楽園…27

 その言動で周囲の客の視線が集中するが、小鳥遊は意に介さない。
 周りすら気にならないほど焦っている様子に、透冴は期待感を強めた。

「奥で話をしましょう。ついて来てください、」
 丁寧に小鳥遊を促し、その場を離れ、店の奥にある扉へと向かう。
 扉を通って廊下を進み、やがてオーナー専用室に通された小鳥遊は、促されるまま広いソファへ腰掛ける。

「徒ごとでは無い様子ですが、梓と…何かあったんですか、」
 そこへ、向かい側のソファに座した透冴が、穏やかな声音で尋ねてきた。
 透冴の温厚さを前にし、小鳥遊は幾分か落ち着きを取り戻す。
「もう2週間以上、梓くんの姿を見ていない、」
「…なんだ。そんな事ですか、」
 真剣な表情を繕っていた透冴が、思わず本音を呟く。
 もっと面白い事態になっているのかと期待していた分、余計に、素っ気無い言葉が出た。
 小鳥遊が眉を寄せたが、透冴は詫びる素振りも見せずに微笑を作り直す。

「彼は猫のような質でしてね…ひょっこり現れては何処かへ行ってしまうんです。あまり気に掛ける必要も無いかと…、」
「それでも心配なんだ。すまないが、梓くんの連絡先を知っているんだったら…教えて欲しい、」
 急き立てられると、透冴は笑みを消して長い足を組んだ。
「随分と梓を気に掛けているようですが…何も知らない癖に彼を追い回すのは、些か身勝手過ぎると思いますよ。

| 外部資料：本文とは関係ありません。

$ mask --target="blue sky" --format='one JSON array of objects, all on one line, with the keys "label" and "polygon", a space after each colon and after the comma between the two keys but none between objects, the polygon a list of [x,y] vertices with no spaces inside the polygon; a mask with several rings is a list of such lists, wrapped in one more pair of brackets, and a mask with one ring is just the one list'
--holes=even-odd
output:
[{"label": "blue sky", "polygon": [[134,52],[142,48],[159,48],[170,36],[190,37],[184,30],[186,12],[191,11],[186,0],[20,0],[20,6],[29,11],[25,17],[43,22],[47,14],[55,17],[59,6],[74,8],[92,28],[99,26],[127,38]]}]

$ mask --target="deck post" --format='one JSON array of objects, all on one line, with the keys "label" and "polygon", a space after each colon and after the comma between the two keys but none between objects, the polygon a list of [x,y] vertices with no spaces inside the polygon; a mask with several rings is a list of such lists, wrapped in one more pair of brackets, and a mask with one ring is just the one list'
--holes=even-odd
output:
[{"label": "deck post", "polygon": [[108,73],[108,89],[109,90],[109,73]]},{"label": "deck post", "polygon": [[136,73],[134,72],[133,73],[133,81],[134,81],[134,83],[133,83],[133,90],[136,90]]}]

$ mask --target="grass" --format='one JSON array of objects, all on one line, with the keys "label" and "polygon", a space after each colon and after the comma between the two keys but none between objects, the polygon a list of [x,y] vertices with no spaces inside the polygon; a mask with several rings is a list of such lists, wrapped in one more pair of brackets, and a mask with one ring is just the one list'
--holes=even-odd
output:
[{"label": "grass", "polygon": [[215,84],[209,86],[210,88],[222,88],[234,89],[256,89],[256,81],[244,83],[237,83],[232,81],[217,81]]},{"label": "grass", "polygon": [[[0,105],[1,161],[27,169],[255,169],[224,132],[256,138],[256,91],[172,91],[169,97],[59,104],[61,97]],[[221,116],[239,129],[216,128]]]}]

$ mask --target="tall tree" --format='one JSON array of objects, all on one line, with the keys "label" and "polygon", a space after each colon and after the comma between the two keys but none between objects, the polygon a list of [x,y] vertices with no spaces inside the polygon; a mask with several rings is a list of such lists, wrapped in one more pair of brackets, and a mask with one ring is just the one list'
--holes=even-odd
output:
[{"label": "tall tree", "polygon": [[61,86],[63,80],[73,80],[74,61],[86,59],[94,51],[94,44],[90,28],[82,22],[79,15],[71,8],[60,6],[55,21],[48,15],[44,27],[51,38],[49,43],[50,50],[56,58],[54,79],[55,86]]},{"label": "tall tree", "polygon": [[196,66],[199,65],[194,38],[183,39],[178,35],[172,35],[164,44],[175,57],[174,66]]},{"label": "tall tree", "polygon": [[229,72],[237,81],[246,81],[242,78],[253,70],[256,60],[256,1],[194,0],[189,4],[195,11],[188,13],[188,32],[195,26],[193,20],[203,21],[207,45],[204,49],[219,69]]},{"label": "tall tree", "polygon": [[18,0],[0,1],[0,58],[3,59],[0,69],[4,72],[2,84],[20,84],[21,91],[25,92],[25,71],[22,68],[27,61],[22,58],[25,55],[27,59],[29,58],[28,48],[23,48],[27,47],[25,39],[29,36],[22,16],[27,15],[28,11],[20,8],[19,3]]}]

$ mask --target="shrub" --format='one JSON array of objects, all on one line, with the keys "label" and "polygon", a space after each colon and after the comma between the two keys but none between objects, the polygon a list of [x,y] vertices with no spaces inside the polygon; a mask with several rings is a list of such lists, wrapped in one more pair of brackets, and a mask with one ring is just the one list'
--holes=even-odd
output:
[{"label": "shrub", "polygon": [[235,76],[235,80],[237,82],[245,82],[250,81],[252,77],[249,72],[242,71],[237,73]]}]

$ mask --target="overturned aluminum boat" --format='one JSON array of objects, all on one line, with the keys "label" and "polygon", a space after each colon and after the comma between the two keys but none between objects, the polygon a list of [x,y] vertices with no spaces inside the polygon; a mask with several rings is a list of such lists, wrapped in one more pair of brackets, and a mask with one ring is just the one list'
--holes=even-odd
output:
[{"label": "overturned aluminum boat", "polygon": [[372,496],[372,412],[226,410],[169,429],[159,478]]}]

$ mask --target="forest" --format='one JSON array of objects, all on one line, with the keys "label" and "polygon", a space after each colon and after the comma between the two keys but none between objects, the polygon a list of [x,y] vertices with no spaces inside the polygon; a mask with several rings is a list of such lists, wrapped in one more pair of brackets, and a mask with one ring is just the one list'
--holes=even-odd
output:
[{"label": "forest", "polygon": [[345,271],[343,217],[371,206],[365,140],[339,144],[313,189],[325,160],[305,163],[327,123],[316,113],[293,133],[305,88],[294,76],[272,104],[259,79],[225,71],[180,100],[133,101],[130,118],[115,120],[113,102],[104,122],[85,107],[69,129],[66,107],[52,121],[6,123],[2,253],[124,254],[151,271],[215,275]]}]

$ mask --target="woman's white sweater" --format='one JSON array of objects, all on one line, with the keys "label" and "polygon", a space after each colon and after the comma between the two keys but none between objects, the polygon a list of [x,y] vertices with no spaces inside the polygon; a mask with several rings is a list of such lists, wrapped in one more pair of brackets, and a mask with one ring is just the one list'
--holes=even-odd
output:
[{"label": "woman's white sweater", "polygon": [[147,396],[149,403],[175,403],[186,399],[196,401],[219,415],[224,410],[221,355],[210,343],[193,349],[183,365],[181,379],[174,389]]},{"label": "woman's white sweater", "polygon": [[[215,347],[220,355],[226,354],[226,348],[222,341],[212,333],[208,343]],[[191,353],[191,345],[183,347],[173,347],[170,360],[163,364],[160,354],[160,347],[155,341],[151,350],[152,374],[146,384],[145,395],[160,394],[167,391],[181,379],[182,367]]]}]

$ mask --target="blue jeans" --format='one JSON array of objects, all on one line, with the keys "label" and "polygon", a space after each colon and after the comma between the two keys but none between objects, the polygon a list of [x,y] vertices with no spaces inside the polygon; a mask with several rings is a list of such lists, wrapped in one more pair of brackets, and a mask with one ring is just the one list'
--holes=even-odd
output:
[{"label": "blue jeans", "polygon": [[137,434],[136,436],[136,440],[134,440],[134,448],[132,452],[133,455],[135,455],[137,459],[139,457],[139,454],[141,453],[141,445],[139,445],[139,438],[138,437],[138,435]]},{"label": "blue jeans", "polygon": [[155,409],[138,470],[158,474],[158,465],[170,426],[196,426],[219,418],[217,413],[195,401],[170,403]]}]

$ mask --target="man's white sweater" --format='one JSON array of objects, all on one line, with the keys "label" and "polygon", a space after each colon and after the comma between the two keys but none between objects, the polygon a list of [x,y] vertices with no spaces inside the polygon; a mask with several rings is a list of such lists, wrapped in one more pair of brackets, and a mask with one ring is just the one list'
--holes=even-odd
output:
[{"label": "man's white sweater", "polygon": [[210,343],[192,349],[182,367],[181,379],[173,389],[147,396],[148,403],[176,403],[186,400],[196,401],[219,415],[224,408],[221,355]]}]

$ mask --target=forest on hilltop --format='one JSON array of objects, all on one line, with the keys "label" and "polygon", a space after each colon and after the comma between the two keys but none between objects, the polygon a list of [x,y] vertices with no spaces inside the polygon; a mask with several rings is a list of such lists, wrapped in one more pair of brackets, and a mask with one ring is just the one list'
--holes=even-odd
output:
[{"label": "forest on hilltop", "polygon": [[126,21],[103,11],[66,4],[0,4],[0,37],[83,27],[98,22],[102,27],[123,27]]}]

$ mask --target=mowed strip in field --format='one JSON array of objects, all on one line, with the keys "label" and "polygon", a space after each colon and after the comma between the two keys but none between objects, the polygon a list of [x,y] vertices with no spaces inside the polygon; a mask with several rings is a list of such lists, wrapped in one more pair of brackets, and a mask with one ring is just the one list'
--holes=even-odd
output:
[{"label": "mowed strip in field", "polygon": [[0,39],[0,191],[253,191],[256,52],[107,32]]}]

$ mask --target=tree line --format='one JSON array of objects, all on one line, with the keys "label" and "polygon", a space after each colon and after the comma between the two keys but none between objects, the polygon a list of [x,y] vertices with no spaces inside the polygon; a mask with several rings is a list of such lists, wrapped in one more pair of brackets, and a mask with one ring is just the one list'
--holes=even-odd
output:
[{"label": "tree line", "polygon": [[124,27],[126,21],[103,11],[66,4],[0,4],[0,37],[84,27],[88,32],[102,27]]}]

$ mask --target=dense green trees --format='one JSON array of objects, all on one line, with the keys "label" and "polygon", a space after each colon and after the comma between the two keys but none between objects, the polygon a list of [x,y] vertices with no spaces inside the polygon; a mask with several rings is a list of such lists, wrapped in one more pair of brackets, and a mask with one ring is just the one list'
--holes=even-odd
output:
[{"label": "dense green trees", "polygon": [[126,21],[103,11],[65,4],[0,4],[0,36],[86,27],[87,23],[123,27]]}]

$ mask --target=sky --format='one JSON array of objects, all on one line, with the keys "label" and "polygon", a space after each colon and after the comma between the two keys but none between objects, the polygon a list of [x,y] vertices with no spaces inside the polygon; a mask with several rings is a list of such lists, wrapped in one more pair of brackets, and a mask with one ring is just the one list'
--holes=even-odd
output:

」
 傲然とした物言いに、小鳥遊の眉間の皺が深まる。
 間があいて沈黙が流れるなか、小鳥遊は睨むように相手を見据えていた。

「君は…梓くんの何を知っているんだ、」
 押し黙っていた小鳥遊が不意に、沈黙を破る。
 その不機嫌そうな声は、嫉妬からとしか思えず、透冴は微かな笑い声を立てる。

「大抵の事は知っています。楽園を探し出そうと、ハルユキと約束を交わした事も。」
「…それは、私も知っている、」
「そうですか…なら、母親に虐待されて育った事は? 梓は何度か死にそうな目に遭って、16歳で家を出たんですよ。」
 思ってもみなかった梓の過去を聞き、愕然とした。

 そんな過去を、彼は教えてもくれなかったし
 不幸の匂いを悟らせる気配も、見せてはくれなかった。
 言葉を失くし、ただ呆然とする小鳥遊に、衝撃は容赦なく続く。

「それと…梓は男に身体を売っています。」
「……な、んだ…って?」
「おや、知らなかったんですか。彼は、男娼をして金を稼いでいるんですよ…今も、」
「梓くんは、ゲイじゃないと…云っていた、」
「ああ、男も女も相手に出来ますから、梓は両刀です。」
「な…っ、」
 さらりと返され、小鳥遊は絶句した。
 透冴の言葉が事実かどうか、俄かには信じ難いが
 もしも事実だとしたら………自分は、梓に対してあまりにも無知だ。
 目頭を手で押さえ、深い溜め息を零した矢先に穏和な声が響いた。
「男が男を抱く行為に、嫌悪しますか? …それなら梓とは、もう関わらないほうがいい。傍に居ても、梓の心を傷付けるだけです。」


 ―――――心を、傷つける。
 それは、彼が、もっとも避けているものだ。
 傷付きたくないと、あんなにも痛々しい顔をして告げた梓を……彼の、心を、傷付けるなど出来る訳が無い。
 小鳥遊は不意に手を退け、透冴を真っ直ぐに見据えた。

「私は、梓くんを傷付けたりはしない。…ただ私は、彼と今まで通り、仲良く接していたいだけだ。」
「それなら訊きますが…もしも梓がセックスを要求して来たら、どうするんです、」
「ちょ、ちょっと待ってくれ…話が飛躍しすぎていないか? せ…セックス、だなんて、」
 直球過ぎる透冴の言葉に、ひどく狼狽え、どもる。
 焦った様子で身を乗り出し、両手を意味も無く組む姿は、透冴からして見れば可笑しくてたまらない。
 笑いを押し殺しながら透冴は一度だけ、深く息を吐いた。
「…梓は、男に対しては過剰に反応する質ですから、有り得る話です。傍にいれば触れたくもなりますし、キスもしたくなる。それなら当然、セックスだってしたくなりますよ。彼は常に、温もりを求めていますからね。」
 一気にたたみ掛けられて、小鳥遊は黙り込んでしまう。
 反論出来るほど梓を知っている訳でも無く、己の不甲斐無さに俯き、肩を落とす。
 悄然としている小鳥遊を前にして、透冴はゆっくりと立ち上がった。